De advocaat-generaal deelt mede, zakelijk weergegeven:

Ik verzet mij tegen het verzoek tot aanhouding. Ik acht het verzoek onvoldoende onderbouwd.

Na gehouden beraad deelt de voorzitter als beslissing van het hof mede, dat het verzoek tot aanhouding wordt afgewezen. In de door de raadsman aangevoerde redenen ziet het hof geen klemmende redenen die tot aanhouding van de zaak nopen.

Op vordering van de advocaat-generaal verleent het hof verstek tegen de niet verschenen verdachte en beveelt dat met de behandeling van de zaak zal worden voortgegaan."

3.2.2. Blijkens genoemd proces-verbaal heeft vervolgens het onderzoek ter terechtzitting plaatsgevonden en is het gesloten, waarna het Hof op 12 januari 2006 uitspraak heeft gedaan waarbij het de verdachte heeft veroordeeld.

3.3. Bij de beoordeling van het middel moet worden vooropgesteld dat, indien een verdachte door ziekte is verhinderd op de terechtzitting te verschijnen en in verband daarmee schorsing van het onderzoek heeft verzocht of doen verzoeken, de rechter aan dit verzoek voldoet teneinde de verdachte alsnog de gelegenheid te geven bij de behandeling van zijn zaak op de terechtzitting aanwezig te zijn. Dit spruit voort uit het onder meer in art. 6, derde lid onder c, EVRM verwoorde aanwezigheidsrecht van de verdachte. Bijzondere omstandigheden kunnen echter meebrengen dat de rechter tot het oordeel komt dat het belang van een behoorlijke strafvordering - welke omvat afdoening van de zaak binnen een redelijke termijn - ernstig in het gedrang zou komen, indien het onderzoek op de terechtzitting zou worden geschorst en dat dit belang onder de gegeven omstandigheden zwaarder moet wegen dan het belang van de verdachte om bij de behandeling van zijn zaak tegenwoordig te zijn. (vgl. HR 9 mei 2000, LJN AA5730, NJ 2002, 466).

3.4. Gelet op hetgeen hiervoor onder 3.3 is vooropgesteld en in aanmerking genomen hetgeen door de raadsman aan het verzoek tot aanhouding ten grondslag is gelegd, kan de enkele overweging dat het Hof "in de door de raadsman aangevoerde redenen (...) geen klemmende redenen ziet die tot aanhouding van de zaak nopen," de afwijzing van het verzoek niet dragen.

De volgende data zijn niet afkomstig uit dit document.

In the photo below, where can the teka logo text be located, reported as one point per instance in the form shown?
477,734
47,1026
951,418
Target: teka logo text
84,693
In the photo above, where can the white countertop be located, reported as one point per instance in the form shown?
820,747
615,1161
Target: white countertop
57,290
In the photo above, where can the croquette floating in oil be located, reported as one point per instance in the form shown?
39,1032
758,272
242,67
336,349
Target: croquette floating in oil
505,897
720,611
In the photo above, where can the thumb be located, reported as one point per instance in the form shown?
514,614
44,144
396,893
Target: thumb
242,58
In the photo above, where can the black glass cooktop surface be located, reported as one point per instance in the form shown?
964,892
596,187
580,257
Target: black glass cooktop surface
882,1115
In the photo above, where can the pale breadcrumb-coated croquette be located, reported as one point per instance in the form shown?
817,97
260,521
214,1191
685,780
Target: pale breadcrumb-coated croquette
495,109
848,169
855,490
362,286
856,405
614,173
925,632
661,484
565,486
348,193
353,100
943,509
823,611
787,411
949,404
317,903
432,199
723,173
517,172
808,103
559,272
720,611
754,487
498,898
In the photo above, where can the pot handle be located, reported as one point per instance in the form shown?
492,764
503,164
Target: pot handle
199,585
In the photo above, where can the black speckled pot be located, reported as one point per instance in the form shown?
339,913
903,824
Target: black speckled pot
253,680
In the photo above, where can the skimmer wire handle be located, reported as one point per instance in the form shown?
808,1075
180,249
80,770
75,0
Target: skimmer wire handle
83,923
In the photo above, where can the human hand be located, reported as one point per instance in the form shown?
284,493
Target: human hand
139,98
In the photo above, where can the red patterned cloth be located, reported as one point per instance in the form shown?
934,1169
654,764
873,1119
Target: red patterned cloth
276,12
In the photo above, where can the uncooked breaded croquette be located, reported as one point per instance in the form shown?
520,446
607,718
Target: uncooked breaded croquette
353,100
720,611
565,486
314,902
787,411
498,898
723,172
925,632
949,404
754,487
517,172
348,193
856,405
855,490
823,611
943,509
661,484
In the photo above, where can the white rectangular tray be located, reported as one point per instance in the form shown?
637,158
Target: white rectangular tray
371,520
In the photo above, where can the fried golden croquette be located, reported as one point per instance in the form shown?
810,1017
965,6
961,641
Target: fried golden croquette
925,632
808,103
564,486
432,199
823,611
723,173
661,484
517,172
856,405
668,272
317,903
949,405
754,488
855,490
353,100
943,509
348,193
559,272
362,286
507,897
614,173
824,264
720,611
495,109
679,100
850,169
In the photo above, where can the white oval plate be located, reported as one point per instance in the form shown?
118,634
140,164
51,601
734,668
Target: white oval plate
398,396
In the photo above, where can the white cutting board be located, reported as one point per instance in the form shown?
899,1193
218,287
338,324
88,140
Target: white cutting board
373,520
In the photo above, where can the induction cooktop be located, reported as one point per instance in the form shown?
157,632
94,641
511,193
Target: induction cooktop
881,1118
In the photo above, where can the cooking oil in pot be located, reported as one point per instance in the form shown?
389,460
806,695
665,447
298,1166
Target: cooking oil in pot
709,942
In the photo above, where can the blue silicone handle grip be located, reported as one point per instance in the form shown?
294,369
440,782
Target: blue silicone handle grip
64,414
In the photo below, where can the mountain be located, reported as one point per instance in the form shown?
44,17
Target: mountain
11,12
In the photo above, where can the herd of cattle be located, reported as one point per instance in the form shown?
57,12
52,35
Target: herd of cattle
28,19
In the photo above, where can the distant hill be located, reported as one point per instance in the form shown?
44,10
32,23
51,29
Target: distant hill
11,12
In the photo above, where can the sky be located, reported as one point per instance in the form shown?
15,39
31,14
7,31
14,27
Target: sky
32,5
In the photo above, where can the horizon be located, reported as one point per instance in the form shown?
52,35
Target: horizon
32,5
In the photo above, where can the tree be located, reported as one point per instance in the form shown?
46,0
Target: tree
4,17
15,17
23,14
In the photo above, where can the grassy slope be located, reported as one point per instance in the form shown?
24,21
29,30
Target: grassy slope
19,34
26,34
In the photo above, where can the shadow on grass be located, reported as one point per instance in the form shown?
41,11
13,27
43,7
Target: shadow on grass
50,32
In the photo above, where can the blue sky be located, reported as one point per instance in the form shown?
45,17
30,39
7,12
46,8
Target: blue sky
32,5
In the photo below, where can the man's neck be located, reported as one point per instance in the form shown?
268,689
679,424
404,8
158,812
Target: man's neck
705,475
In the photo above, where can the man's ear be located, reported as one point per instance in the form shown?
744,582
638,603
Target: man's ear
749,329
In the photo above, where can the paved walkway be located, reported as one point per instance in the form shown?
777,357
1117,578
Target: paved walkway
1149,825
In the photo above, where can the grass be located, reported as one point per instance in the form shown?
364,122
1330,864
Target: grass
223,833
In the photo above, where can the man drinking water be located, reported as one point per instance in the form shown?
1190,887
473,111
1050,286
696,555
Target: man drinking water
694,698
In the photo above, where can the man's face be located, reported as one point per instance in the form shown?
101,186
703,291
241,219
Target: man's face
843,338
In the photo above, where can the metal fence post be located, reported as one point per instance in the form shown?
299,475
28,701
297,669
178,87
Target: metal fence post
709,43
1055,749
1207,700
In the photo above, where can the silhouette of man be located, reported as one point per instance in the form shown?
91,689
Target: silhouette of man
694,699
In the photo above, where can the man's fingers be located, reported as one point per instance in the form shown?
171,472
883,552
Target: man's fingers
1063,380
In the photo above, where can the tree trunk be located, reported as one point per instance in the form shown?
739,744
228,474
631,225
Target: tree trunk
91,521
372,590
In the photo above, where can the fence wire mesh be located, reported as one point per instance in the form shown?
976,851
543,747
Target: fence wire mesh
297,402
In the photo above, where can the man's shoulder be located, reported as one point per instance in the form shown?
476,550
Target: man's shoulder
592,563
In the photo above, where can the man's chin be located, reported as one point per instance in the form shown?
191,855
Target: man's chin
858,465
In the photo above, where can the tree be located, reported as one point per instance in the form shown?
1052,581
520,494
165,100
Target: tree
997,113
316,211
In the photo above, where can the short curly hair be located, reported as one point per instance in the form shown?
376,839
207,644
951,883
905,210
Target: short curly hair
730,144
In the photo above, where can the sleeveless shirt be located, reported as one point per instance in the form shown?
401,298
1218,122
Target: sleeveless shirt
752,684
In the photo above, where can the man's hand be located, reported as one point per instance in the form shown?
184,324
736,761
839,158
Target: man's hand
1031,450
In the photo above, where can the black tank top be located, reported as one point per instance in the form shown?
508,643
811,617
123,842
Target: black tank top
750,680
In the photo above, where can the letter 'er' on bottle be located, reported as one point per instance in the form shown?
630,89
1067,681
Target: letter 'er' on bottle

3.5. Het middel is terecht voorgesteld.

4. Slotsom

Hetgeen hiervoor is overwogen brengt mee dat de bestreden uitspraak niet in stand kan blijven en als volgt moet worden beslist.

5. Beslissing

De Hoge Raad:

vernietigt de bestreden uitspraak;

wijst de zaak terug naar het Gerechtshof te Amsterdam, zitting houdende te Arnhem, opdat de zaak op het bestaande hoger beroep opnieuw wordt berecht en afgedaan.

Dit arrest is gewezen door de vice-president F.H. Koster als voorzitter, en de raadsheren A.J.A. van Dorst en H.A.G. Splinter-van Kan, in bijzijn van de waarnemend griffier J.D.M. Hart, en uitgesproken op 6 november 2007.